Ritroviamo oggi con piacere i Labyrinth e il loro nuovo album, “Architecture of a God”, pubblicato sotto etichetta Frontiers Records. Sette anni di silenzio a precedere un ritorno decisamente atteso e gradito nei confronti di una delle band rappresentative del panorama metal tricolore, attraverso un prog poetico ed etereo. Melodie delicate si fondono con sonorità decise e veloci in un connubio armonico e penetrante.
I brani sono caratterizzati da una persistente eleganza, prerogativa permanente anche nei tratti più frenetici dell’album, e che ne rappresenta la caratteristica peculiare, già apprezzata in passato.

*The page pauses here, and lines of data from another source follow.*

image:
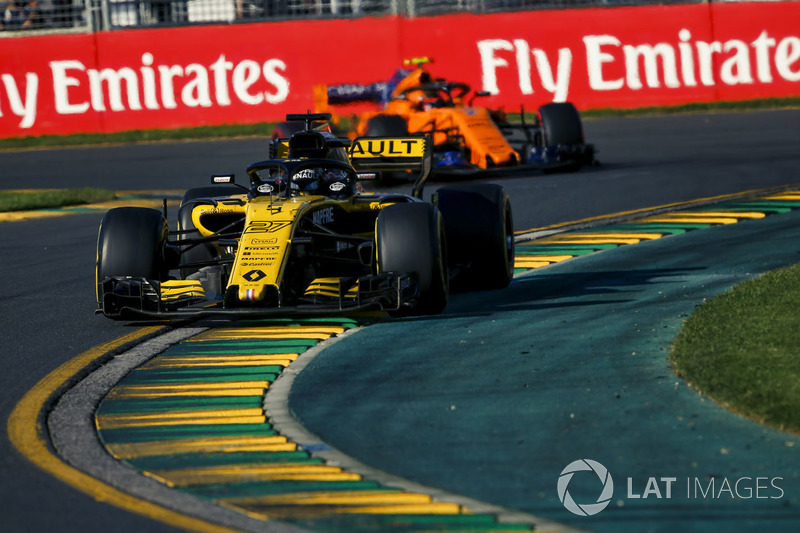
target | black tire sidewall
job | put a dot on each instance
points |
(409, 238)
(131, 242)
(480, 236)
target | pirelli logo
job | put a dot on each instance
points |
(388, 147)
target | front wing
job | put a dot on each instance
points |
(127, 298)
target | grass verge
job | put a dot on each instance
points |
(742, 349)
(40, 199)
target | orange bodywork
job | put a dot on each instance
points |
(454, 124)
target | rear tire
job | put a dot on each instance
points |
(480, 234)
(409, 239)
(131, 242)
(561, 124)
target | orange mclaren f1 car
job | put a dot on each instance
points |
(466, 138)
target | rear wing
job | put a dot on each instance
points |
(326, 96)
(394, 153)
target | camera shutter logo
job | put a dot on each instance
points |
(582, 465)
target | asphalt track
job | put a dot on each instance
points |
(507, 388)
(47, 298)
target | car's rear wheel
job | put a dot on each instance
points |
(131, 242)
(202, 252)
(561, 124)
(410, 239)
(480, 234)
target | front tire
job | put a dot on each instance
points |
(131, 242)
(410, 238)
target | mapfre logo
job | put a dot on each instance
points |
(606, 492)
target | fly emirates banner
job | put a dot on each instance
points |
(247, 73)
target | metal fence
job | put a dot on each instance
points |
(48, 16)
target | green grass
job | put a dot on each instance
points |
(46, 198)
(742, 349)
(264, 129)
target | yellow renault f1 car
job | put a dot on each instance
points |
(467, 139)
(302, 237)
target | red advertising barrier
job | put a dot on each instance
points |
(207, 75)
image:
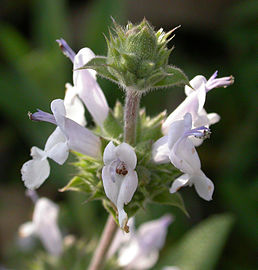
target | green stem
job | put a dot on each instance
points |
(130, 120)
(130, 116)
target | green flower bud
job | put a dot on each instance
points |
(137, 58)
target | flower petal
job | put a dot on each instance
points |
(152, 234)
(176, 130)
(81, 58)
(45, 222)
(27, 229)
(128, 187)
(204, 186)
(80, 139)
(57, 147)
(179, 182)
(126, 153)
(184, 156)
(201, 95)
(160, 150)
(88, 88)
(109, 153)
(196, 83)
(58, 109)
(111, 188)
(73, 105)
(35, 172)
(213, 118)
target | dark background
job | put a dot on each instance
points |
(214, 35)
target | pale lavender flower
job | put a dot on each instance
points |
(85, 82)
(119, 177)
(180, 150)
(68, 135)
(44, 226)
(194, 103)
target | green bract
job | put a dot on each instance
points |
(154, 179)
(137, 58)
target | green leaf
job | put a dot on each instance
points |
(164, 197)
(119, 111)
(200, 247)
(175, 76)
(99, 64)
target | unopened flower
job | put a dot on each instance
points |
(142, 250)
(44, 226)
(68, 135)
(183, 156)
(85, 82)
(194, 103)
(119, 177)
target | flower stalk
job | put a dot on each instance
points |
(132, 103)
(130, 120)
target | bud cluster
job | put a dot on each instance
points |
(137, 58)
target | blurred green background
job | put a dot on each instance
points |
(215, 35)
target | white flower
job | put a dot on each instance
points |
(73, 106)
(44, 226)
(183, 156)
(119, 177)
(85, 82)
(194, 103)
(68, 135)
(141, 251)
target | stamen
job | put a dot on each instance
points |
(67, 51)
(220, 82)
(32, 194)
(117, 167)
(42, 116)
(200, 133)
(121, 168)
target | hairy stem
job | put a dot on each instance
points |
(130, 120)
(131, 114)
(104, 243)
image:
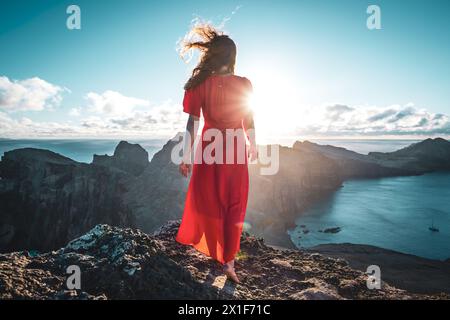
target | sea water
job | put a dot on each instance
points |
(392, 213)
(80, 150)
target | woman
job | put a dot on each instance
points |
(216, 200)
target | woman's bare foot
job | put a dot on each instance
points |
(228, 269)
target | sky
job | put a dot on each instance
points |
(316, 68)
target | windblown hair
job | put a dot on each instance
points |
(216, 51)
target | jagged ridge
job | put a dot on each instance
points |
(129, 264)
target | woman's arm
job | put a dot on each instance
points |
(249, 126)
(189, 138)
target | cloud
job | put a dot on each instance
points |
(341, 120)
(32, 94)
(158, 121)
(112, 103)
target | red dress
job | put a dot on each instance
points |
(217, 195)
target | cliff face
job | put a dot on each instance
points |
(128, 264)
(44, 193)
(425, 156)
(409, 272)
(353, 165)
(47, 199)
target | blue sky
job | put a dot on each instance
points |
(316, 68)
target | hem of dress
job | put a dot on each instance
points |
(194, 246)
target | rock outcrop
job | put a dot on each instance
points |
(128, 264)
(47, 199)
(409, 272)
(425, 156)
(127, 157)
(42, 192)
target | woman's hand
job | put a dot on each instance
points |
(185, 169)
(253, 152)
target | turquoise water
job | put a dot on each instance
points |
(392, 213)
(79, 150)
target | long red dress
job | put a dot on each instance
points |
(216, 199)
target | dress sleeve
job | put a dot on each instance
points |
(192, 102)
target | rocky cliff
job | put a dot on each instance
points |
(47, 199)
(425, 156)
(42, 192)
(128, 264)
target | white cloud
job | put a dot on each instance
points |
(30, 94)
(75, 112)
(159, 121)
(373, 121)
(112, 103)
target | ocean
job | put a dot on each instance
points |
(79, 150)
(392, 213)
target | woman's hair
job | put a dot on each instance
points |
(216, 50)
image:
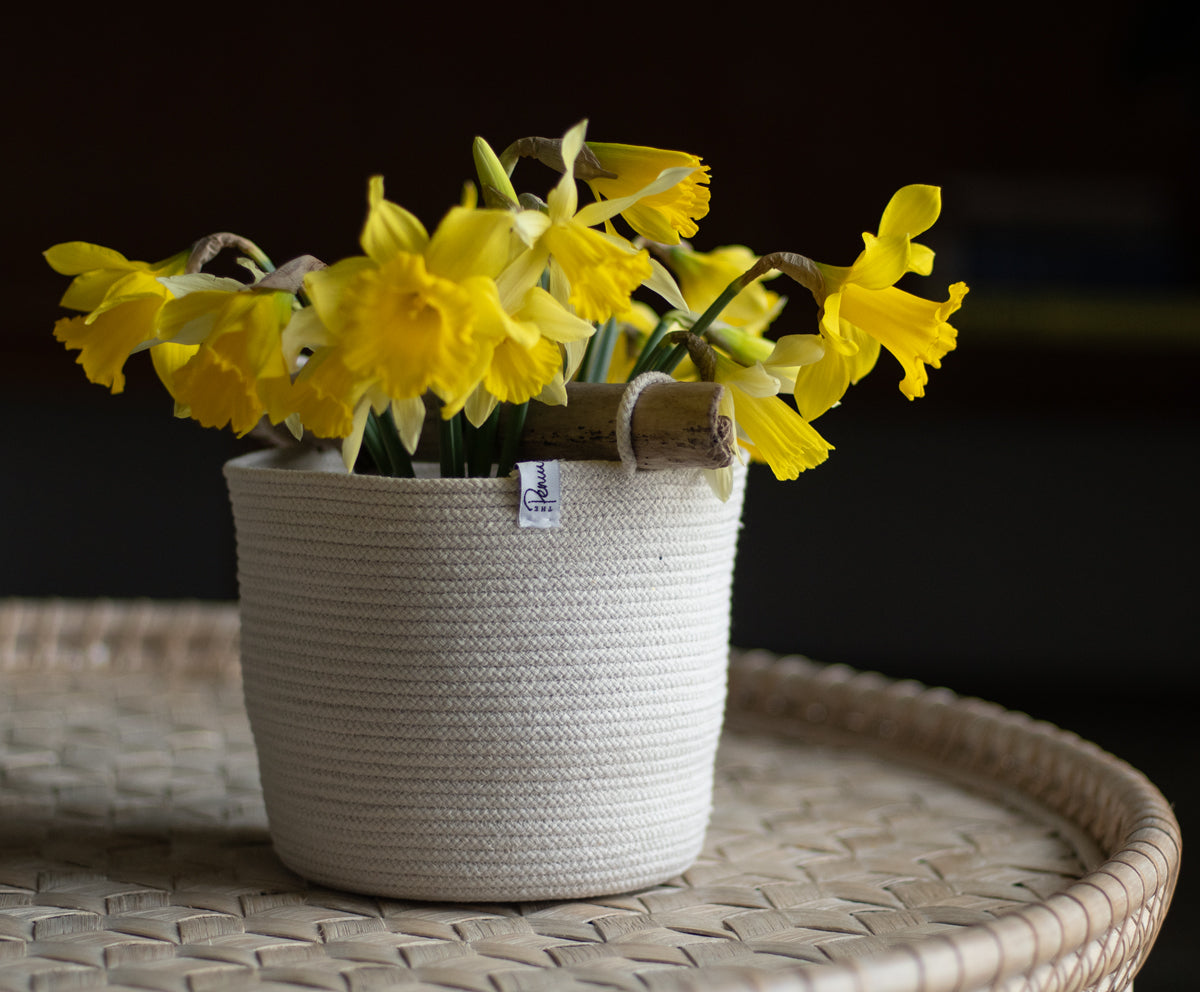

In ogni lavoro, difatti, i Labyrinth hanno portato avanti un prog metal sofisticato e raffinato, di spessore e in grado di accontentare sia il pubblico incline a un sound melodico e delicato che quello maggiormente orientato ai riff decisi di chitarre e alle percosse tonanti di batteria.
L’apertura è affidata a “Bullets”, la quale si dispiega attraverso sei minuti di passaggi veloci e assoli frenetici, armonicamente incastonati in un corollario di tastiere che conferiscono una vena eterea e solare. Il tutto è perfettamente rifinito dalla voce elegante di Roberto Tiranti, artefice di una prova di grande classe. Un pezzo rappresentativo dello stile promulgato e che esprime le doti di tutti gli elementi del gruppo, ognuno dei quali autore di una performance magistrale lungo i sessanta minuti in cui l’album si svolge.
Particolarmente impattante è “Take on my Legacy”, dall’inizio vertiginoso e di personalità: chitarre ruggenti e sezione ritmica martellante si intrecciano in un vortice adrenalinico di grandissima intensità, coinvolgendo l’ascoltatore in un’atmosfera ricca di enorme potenza armonica. Altro bel brano è “Someone Says”, sostenuto dal primo istante e pregno di una notevole energia propositiva, che cattura l’ascoltatore dall’inizio alla fine.
Abituatici già alla presenza di cover famose, anche in questo album troviamo qualcosa: una bella versione di “Children” di Robert Miles, ben arrangiata e arricchita di quella sfumatura metal bastevole a renderla perfettamente inserita nel contesto, senza snaturarne l’essenza.
In conclusione “Architecture of a God” rappresenta un gran bel ritorno dei Labyrinth, e si mostra come una ulteriore conferma dello stile che ha affermato la band nel corso degli anni: un metal luminoso ed elegante, di gran caratura e meritevole di ascolto prolungato anche da parte di un pubblico ampio ed eterogeneo, non necessariamente metallaro, seppur sia innegabile la natura metal prog di quest’ottimo nuovo lavoro del gruppo nostrano.